2016-07-27
Scientists in Massachusetts said Sunday they had succeeded in creating the world's first cloned human embryos, a controversial advance intended to speed the development of new medical therapies but which also could hasten the arrival of the first baby produced by cloning.

The cloned human embryos, made by researchers at Advanced Cell Technology in Worcester, grew for only a few hours long enough to form microscopic balls containing four to six cells each. The creations made from the fusion of a single skin cell and a human egg are still so unformed that some ethicists and scientists remain divided over whether they should be called embryos and to what extent they may deserve special moral standing.

Nonetheless, the work broke enough new scientific and ethical ground to reignite a debate over human cloning. It's now illegal for federally supported scientists to conduct research on human cloning, but privately funded scientists such as those at ACT are under no such restriction. Several members of Congress on Sunday vowed to place legal questions about cloning on the top of their agendas.

Michael West, ACT's chief executive, has said he has no interest in making cloned human babies. Rather, the goal is to coax cloned embryos to grow for just a few days, then isolate from them embryonic stem cells, which have the capacity to grow into all kinds of human tissues a process called therapeutic cloning.

Experiments in animals have suggested that cloned human embryonic stem cells could launch an era of regenerative medicine in which replacement tissues and perhaps organs could be grown for transplantation. "Human therapeutic cloning could be used for a host of age- related diseases," West said in a statement.

In August, President Bush announced a policy that allows federally financed scientists to conduct research on human embryonic stem cells. But those cells must be retrieved from embryos that were created by in-vitro fertilization and had been scheduled for destruction at fertility clinics. Federally funded stem-cell research involving cloned embryos is precluded under the Bush policy.

Some scientists have argued, however, that the best way to make stem cells for transplantation into patients is to grow them from embryos that are clones of those patients. That way, the stem cells and the tissues made from those stem cells would be genetically identical to the patient and, in theory, less likely to be rejected by the patient's immune system.

That approach has raised ethical concerns because it would require the creation of human embryos with the intent of destroying them. The latest work doesn't show that stem cells can be derived from cloned human embryos, because the clones didn't live past the six- cell stage. Typically, an embryo must grow to a mass of a few hundred cells before it gives rise to stem cells.

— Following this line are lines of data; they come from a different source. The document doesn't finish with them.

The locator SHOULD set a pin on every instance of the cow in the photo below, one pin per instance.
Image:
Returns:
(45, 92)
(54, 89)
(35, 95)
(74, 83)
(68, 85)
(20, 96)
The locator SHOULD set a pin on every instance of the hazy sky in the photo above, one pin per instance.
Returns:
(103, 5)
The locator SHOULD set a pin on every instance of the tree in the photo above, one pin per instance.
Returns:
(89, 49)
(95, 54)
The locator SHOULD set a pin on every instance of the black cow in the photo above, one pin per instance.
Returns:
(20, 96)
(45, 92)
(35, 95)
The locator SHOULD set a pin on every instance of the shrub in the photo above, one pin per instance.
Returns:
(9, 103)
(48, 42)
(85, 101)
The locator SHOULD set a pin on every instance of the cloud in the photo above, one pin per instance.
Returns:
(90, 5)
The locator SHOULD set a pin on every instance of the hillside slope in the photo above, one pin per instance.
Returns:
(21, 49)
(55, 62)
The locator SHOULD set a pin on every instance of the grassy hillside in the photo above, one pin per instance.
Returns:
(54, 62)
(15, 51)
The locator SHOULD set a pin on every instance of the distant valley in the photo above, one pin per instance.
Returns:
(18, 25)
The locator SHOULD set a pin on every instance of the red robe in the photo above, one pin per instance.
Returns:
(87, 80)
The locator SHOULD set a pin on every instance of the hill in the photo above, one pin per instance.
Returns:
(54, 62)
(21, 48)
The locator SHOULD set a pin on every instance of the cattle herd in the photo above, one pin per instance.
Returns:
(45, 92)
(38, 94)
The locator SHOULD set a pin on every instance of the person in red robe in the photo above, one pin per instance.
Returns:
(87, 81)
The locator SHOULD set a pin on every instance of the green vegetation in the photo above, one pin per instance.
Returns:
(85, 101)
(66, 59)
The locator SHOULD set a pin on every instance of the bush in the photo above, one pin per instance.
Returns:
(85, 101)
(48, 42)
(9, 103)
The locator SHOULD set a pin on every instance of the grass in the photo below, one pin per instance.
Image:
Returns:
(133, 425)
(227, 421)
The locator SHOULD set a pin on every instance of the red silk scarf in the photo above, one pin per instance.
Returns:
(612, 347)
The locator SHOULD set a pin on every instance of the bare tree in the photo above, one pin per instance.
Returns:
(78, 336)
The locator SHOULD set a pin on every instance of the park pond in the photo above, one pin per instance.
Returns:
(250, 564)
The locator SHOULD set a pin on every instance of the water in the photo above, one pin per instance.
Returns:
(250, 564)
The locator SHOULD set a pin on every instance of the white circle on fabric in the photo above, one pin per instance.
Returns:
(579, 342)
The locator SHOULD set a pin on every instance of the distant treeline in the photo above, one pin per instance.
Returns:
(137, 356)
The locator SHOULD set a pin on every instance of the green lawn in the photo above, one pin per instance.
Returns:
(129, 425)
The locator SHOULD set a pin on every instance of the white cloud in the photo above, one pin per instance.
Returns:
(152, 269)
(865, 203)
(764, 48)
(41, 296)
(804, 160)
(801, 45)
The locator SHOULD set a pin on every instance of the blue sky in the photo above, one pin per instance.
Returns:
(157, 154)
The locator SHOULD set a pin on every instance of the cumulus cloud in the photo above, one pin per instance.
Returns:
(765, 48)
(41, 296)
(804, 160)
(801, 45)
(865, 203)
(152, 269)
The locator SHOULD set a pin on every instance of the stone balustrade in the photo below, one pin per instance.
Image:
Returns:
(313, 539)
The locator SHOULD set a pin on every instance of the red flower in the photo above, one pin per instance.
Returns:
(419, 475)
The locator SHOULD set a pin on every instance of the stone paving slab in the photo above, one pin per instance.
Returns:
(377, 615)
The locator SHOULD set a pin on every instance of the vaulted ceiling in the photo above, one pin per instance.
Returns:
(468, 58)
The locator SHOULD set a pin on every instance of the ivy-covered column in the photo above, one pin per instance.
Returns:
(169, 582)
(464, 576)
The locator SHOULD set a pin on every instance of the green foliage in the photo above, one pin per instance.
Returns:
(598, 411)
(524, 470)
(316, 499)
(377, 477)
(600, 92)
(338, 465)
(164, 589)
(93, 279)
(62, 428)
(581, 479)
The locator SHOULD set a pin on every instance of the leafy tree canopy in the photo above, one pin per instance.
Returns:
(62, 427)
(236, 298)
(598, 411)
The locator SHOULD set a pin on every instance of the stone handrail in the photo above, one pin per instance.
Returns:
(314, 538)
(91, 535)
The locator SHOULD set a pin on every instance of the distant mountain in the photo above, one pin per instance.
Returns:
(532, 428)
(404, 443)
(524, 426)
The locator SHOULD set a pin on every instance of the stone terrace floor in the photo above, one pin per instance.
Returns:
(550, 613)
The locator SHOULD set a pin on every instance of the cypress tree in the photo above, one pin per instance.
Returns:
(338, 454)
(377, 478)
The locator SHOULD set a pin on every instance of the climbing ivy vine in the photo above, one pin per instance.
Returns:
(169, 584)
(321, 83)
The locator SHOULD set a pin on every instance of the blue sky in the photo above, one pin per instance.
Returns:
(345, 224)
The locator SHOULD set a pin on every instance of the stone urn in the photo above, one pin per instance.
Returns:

But the work breaks new scientific ground by demonstrating that a single cell taken from a human adult can be coaxed to turn into what appears to be a healthy young embryo a feat until now accomplished only in farm animals and mice. And it breaks new ethical ground by creating the beginnings of a human being from a single parent a step that many people have said is, at a minimum, morally precarious.

The only previous report of such an experiment was by South Korean scientists in 1998. But that work was never published in a scientific venue and some experts have questioned whether it was as successful as the scientists there had reported.

Scientists involved in the latest work said it was justified because they and the company's ethics advisory board had concluded that the creations did not have the same moral standing as conventional human embryos and because the creations had such great potential to reduce human suffering. "This work sets the stage for human therapeutic cloning as a potentially limitless source of immune-compatible cells for tissue engineering and transplantation medicine," Robert Lanza, vice president in charge of medical and scientific development at ACT, said in a news release. "Our intention is not to create cloned human beings, but rather to make lifesaving therapies for a wide range of human disease conditions, including diabetes, strokes, cancer, AIDS, and neurodegenerative disorders such as Parkinson's and Alzheimer's disease."

Some spoke out Sunday in favor of the work. "We believe that reproductive cloning should be prohibited but therapeutic cloning should be allowed to go forward with oversight" by the Food and Drug Administration, said Carl Feldbaum, president of the Biotechnology Industry Organization.

But members of Congress and others on Sunday warned that they would work to preclude further such studies in this country. "I find it very, very troubling and I think most of the Congress would," said Sen. Patrick Leahy, D-Vt.